Pour tenter de sauver le tissu industriel de l’événementiel lourdement impacté par la crise sanitaire, un plan de relance a été élaboré. Dans ce sens, le GPPEM fait appel au ministère de l’Industrie, du Commerce et de l’Économie verte et numérique pour qu’il soutienne l’écosystème de l’industrie de l’événementiel.

Le Groupement lance par ailleurs un appel à tous les grands donneurs d’ordre publics et privés pour les inciter à maintenir une partie de leurs événements, suivant des conditions sanitaires à établir en étroite collaboration avec les autorités compétentes, ou au moins les reporter.

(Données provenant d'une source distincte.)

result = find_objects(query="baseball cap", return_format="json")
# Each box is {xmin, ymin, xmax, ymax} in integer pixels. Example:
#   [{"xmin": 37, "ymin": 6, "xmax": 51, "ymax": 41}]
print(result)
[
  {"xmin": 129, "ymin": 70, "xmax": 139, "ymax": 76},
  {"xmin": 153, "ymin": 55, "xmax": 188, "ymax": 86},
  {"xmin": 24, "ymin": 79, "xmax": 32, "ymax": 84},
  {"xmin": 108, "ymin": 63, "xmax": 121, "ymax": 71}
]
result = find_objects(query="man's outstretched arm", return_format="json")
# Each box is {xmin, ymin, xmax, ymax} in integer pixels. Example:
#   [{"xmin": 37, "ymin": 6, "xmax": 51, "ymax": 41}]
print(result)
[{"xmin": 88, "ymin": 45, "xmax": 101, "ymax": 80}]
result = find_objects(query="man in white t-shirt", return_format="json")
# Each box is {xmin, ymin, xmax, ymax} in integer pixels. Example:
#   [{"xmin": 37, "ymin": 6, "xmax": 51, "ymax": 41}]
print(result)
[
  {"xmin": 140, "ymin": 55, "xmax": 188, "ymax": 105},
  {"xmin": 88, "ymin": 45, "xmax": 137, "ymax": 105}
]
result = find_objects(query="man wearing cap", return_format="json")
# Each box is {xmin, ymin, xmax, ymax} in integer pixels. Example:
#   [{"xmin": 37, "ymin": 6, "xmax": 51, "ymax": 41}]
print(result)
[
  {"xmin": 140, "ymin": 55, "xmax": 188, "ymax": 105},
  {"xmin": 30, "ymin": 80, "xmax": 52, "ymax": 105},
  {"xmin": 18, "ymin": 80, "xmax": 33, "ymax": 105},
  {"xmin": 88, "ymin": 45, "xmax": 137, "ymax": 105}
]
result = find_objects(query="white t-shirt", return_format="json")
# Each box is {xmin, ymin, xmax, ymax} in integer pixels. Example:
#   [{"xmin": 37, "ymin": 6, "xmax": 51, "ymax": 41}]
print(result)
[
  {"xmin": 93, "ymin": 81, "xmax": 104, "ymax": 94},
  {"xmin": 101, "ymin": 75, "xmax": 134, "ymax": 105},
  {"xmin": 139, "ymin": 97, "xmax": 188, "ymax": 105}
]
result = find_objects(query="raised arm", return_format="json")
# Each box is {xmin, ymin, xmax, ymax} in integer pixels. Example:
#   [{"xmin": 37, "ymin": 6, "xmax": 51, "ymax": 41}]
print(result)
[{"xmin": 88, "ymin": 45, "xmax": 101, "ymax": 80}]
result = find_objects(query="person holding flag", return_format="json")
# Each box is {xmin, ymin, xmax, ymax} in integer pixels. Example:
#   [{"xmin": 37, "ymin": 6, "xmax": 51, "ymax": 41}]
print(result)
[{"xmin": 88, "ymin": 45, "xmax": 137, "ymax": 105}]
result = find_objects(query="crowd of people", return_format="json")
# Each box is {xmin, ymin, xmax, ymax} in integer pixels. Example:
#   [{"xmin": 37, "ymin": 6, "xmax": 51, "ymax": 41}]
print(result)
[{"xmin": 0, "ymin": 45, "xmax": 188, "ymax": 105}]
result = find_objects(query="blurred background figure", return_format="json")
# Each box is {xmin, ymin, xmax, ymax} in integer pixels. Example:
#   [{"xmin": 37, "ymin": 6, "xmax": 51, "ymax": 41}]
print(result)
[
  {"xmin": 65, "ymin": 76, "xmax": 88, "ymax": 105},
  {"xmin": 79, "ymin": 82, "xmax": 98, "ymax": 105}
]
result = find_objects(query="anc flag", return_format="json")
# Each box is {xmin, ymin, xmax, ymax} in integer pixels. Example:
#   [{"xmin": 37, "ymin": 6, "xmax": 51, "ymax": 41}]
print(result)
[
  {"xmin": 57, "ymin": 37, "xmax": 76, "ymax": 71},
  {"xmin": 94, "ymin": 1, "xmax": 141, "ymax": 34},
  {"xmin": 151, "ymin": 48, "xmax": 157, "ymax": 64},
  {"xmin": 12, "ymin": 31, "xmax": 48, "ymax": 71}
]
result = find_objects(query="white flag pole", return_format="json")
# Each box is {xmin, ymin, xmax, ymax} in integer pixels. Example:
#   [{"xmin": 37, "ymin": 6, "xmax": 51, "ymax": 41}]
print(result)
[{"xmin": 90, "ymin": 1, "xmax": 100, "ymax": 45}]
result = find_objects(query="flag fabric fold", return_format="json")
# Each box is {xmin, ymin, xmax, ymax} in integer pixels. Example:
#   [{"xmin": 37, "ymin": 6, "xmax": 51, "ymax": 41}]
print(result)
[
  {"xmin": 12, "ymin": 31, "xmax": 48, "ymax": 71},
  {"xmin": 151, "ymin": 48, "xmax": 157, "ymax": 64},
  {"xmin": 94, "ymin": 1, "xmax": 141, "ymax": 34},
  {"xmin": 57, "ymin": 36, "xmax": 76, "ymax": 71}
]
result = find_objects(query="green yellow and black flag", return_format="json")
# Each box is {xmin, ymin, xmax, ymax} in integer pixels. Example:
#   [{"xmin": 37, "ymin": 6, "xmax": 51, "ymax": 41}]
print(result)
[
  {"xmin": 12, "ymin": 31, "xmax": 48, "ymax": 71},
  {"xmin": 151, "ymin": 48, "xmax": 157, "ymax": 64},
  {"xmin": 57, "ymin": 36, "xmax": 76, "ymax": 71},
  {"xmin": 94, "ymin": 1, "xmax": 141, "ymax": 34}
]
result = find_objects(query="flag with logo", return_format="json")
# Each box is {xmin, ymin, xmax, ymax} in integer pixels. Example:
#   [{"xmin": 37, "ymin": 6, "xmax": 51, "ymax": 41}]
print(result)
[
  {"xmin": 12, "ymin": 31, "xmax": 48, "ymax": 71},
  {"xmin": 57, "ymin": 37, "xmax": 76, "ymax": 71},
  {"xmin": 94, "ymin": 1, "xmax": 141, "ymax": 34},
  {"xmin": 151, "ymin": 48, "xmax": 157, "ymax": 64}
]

Le GPPEM a identifié cinq axes essentiels autour desquels devra s’appuyer la relance du secteur:

  1. La commande publique;
  2. La communication et la promotion;
  3. Le sanitaire;
  4. Le fiscal et le social;
  5. Le bancaire.

Pour le GPPEM, il est urgent de mettre en place ces mesures qui permettront de maintenir la commande publique, pour sauver l’industrie de l’événementielle, et éviter ainsi les faillites d’entreprises et les pertes d’emplois. « Il faut penser à revoir les structures, les investissements et les priorités en termes de management », insiste le président du GPPEM.